The Appeals Division of the Internal Revenue Service has reassessed and tightened the settlement guidelines under which it will accept offers to settle cases with taxpayers who participated in certain abusive transactions, officials announced on Wednesday.
Last month, the IRS Appeals Division and the Large and Mid-Size Business Division began sending letters to taxpayers involved in lease strips, inflated-basis assets derived from lease strips, and intermediary transactions, notifying them that the settlement terms available to resolve these transactions have been tightened.
Under the new guidelines, the IRS will not settle unless taxpayers concede 100% of the claimed losses or deductions, reduced by only the amount of transaction costs up to 10% of the claimed losses or deductions.

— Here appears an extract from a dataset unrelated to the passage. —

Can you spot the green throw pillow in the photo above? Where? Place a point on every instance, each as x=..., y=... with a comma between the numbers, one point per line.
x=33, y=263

Furthermore, taxpayers must concede 50% of the accuracy-related penalty at issue. If both the 40% gross valuation misstatement penalty and the 20% substantial understatement penalty were asserted, then the settlement will apply to the gross valuation misstatement penalty.
"As we have been doing for some time, we continue to ratchet up the pressure on those entering into abusive transactions," stated IRS Commissioner Mark W. Everson. "Both Congress and the courts are supporting us in this effort."
IRS Chief Counsel Donald Korb added: "Notifying taxpayers of the change in the settlement guidelines is another example of the nimbleness of the IRS. This action shows that the longer a taxpayer delays in settling, the greater the risk that we will tighten our settlement ranges in response to favorable litigation."